Boston Globe domuz gribini, Obama yönetimi
için beklenmedik bir siyasi sorun olarak tanımlıyor. Gazete, hastalığa karşı Obama
yönetiminin şu ana kadar izlediği politikayı da başarılı buluyor:
“Obama yönetimi kamuoyuna doğru bir mesaj
verdi; paniğe kapılmayın ancak tehlikeyi de küçümsemeyin dedi. Ancak doğru
liderlerin görev başında olması da ilaçları hazırlamak kadar önemlidir.

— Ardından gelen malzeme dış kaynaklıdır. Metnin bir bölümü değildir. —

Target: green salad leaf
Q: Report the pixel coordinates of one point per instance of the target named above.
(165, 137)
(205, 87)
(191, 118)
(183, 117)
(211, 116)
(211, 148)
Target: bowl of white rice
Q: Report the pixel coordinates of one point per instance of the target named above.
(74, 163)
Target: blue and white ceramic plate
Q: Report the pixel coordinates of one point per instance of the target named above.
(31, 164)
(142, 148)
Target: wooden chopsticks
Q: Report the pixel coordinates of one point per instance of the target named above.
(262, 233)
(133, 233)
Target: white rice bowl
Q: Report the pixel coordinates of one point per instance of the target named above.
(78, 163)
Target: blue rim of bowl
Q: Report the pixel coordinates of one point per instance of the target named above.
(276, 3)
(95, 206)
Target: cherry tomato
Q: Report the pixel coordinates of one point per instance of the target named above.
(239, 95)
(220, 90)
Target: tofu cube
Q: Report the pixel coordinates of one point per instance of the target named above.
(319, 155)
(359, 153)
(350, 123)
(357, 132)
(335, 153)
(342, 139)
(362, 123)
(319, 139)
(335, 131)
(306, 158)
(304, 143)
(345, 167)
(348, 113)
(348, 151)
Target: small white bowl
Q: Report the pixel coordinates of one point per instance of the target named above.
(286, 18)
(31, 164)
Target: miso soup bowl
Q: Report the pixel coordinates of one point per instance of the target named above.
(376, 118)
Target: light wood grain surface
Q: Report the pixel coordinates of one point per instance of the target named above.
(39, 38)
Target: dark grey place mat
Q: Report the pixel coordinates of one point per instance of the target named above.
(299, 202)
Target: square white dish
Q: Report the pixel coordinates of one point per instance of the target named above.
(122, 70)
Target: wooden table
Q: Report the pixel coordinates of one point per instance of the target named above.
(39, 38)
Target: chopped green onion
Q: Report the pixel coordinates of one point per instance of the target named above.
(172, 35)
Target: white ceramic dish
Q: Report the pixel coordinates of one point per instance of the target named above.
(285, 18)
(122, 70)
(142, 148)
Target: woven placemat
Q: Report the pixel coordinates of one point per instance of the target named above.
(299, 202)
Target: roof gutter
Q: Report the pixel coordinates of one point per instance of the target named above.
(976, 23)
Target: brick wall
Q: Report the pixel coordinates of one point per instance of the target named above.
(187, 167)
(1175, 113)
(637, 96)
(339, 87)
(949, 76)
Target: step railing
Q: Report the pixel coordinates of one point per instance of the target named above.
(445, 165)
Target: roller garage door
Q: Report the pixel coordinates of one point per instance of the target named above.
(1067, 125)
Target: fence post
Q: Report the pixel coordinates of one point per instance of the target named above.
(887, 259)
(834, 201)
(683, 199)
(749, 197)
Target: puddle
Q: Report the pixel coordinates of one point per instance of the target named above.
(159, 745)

Bu
yılın başında, Maine senatörü Susan Collins öncülüğündeki Cumhuriyetçiler,
salgın hastalıklara karşı öngörülen bütçeyi federal teşvik yasasından
çıkartmayı başarmıştı. Bugün yaşananlar, mantıkdışı partizanlık adı verilen bu
salgın hastalığın ne kadar tehlikeli olabileceğini ortaya koydu. Gelinen
noktada, b kamu sağlığı açısından u hastalık, domuz gribine kıyasla çok daha
büyük bir tehlike oluşturmaktadır.”
Washington
Post gazetesi,yönetime, bankalarla ilgili
kararlarında şeffaf bir tutum izlemesi çağrısında bulunuyor. Gazete, bankaların
gerçek durumunun kamuoyundan gizlenmesinin bir işe yaramayacağını yazıyor:
“Amerikan
bankalarının mali gücüyle ilgili belirsizlik, bankacılık sektörünün durma noktasına
gelmesinin en büyük nedenidir. Bankalar kredi vermek istemiyor, yatırımcılar
kredi almak istemiyor ve tüketiciler harcama yapmak istemiyor. Bunun panzehiri
ise bilgi akışının sağlanmasıdır. Elbette bankaların gerçek durumunun
açıklanması, istikrarın sağlanması çabalarına zarar verebilir. Eğer bankalar bu
testi geçemediyse, yeni bir güvensizlik dalgası yayılabilir. Ancak zaten testin
sonuçlarıyla ilgili bilgiler, bir biçimde kamuoyuna sızacak. Testi geçen
banklar bunu uzun süre saklı tutmayacaktır. Bu nedenle sonuçların yetkili
ağızlardan açıklanması çok daha doğru olacaktır.”